Des entreprises à l’affût mais dépendantes des acteurs dominants
Du côté du privé, France Digitale positive : « les entreprises européennes excellent à différents niveaux de la chaîne de valeur de l’intelligence artificielle générative ». L’assemblage de puces, la conception de modèles de fondation, l’hébergement de données ou le développement d’applications hautement spécialisées sont autant de segments où les acteurs privés européens – et notamment français – se distinguent.
Mais ils se heurtent à la concurrence de mastodontes étrangers, principalement américains, qui « se
distinguent par leur structure intégrée verticalement ». Or, l’une des particularités du marché de l’intelligence artificielle générative, note France Digitale, est que « les partenariats prennent une place importante ». Nouer des partenariats avec ces mastodontes permet à des entreprises plus petites ou plus jeunes d’accéder à « des ressources essentielles », telles que « des investissements en capital », aux « puces et/ou à l’infrastructure » ou encore « à un marché de distribution ».
Cette « dynamique de coopétition, où la collaboration et la concurrence se côtoient et s’entremêlent » n’est pas à l’avantage des entreprises européennes. Certes, « aucune pratique de marché ouvertement abusive » n’a aujourd’hui cours. Mais force est de constater que les Gafam, notamment, jouent les faiseurs de rois sur le marché. Les risques ? Qu’ils choisissent leurs coopétiteurs en n’ouvrant leurs plateformes de distribution et leur écosystème logiciel qu’à quelques heureux élus. Ou encore qu’ils rachètent purement et simplement certaines entreprises, comme le laisse entrevoir la montée de Microsoft au capital d’OpenAI.
Un coup à jouer
Alors, l’Europe est-elle (déjà) surclassée en matière d’intelligence artificielle générative ? Oui mais il est trop tôt pour se faire une raison. L’objectif est donc « de renforcer l’échelon européen à chaque couche de la chaîne de valeur ». La directrice de France Digitale, Maya Noël, identifie pour cela plusieurs pistes. D’abord priorité au nerf de la guerre : le financement. Or pour « investir massivement dans l’ensemble des couches de la chaîne de valeur », « la seule vraie option pour l’Europe est de renforcer massivement les capacités d’investissement des fonds privés et publics en Europe ». L’optique n’est pas d’évincer les investisseurs étrangers mais de créer, en Europe, des investisseurs alternatifs crédibles, y compris pour des tickets importants.

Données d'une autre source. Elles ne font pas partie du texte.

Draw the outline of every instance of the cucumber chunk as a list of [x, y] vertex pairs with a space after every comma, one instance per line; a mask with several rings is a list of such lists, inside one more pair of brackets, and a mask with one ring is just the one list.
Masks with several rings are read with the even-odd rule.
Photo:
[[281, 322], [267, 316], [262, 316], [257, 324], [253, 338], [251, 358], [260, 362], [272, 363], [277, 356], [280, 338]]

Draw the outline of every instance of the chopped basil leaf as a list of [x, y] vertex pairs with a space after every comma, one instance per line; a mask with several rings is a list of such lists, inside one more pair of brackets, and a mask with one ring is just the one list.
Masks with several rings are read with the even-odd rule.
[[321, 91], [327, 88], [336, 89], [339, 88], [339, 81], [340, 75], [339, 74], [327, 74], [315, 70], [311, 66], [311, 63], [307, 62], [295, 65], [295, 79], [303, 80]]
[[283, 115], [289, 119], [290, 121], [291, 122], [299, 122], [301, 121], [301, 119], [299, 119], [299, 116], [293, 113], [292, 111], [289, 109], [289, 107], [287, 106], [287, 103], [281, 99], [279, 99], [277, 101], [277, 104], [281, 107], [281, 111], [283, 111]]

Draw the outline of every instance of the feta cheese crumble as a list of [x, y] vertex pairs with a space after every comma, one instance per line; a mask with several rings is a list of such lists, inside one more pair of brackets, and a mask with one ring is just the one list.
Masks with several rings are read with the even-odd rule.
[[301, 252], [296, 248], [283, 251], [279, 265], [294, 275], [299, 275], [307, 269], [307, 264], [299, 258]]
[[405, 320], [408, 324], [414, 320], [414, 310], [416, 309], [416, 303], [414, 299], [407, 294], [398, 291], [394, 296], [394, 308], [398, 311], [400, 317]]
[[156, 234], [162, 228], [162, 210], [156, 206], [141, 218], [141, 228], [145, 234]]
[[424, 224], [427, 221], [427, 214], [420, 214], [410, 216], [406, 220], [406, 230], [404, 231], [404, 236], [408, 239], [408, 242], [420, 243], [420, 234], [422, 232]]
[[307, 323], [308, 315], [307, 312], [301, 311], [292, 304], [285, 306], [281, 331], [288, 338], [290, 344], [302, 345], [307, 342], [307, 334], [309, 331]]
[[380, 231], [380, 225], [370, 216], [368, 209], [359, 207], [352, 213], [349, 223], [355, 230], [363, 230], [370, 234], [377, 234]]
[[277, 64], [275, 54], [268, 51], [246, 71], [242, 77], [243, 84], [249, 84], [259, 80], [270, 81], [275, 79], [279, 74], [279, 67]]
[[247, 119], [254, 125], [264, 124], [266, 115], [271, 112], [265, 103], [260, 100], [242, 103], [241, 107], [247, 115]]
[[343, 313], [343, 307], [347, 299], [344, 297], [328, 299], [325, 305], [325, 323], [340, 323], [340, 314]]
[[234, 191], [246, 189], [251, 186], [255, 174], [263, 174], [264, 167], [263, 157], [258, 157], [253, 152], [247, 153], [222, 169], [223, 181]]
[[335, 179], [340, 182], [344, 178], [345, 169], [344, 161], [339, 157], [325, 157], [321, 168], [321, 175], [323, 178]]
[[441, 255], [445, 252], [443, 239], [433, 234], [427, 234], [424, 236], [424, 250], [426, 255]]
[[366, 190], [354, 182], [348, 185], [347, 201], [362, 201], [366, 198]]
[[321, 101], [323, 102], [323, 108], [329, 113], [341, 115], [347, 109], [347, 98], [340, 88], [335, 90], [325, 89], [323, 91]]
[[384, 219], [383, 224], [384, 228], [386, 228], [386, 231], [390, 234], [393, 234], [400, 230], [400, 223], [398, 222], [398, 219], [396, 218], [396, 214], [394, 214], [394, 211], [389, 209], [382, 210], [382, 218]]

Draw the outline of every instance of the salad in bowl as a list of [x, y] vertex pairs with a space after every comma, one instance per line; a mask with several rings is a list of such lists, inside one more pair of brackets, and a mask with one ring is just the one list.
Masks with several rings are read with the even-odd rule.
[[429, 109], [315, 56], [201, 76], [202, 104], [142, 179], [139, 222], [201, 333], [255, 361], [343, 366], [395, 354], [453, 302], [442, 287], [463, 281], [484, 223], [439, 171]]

Mais quoi de mieux que l’auto-financement pour garantir sa pérennité ? C’est pourquoi France Digitale recommande de « doper la commande publique et privée en privilégiant ouvertement la commande européenne ». Les entreprises européennes se financeraient ainsi d’abord grâce à leurs clients. Enfin, il ne faut pas oublier de « sourcer davantage de matériaux rares ». Le meilleur moyen de limiter les dépendances, notamment à l’Asie, au tout début de la chaîne de valeur de l’intelligence artificielle générative.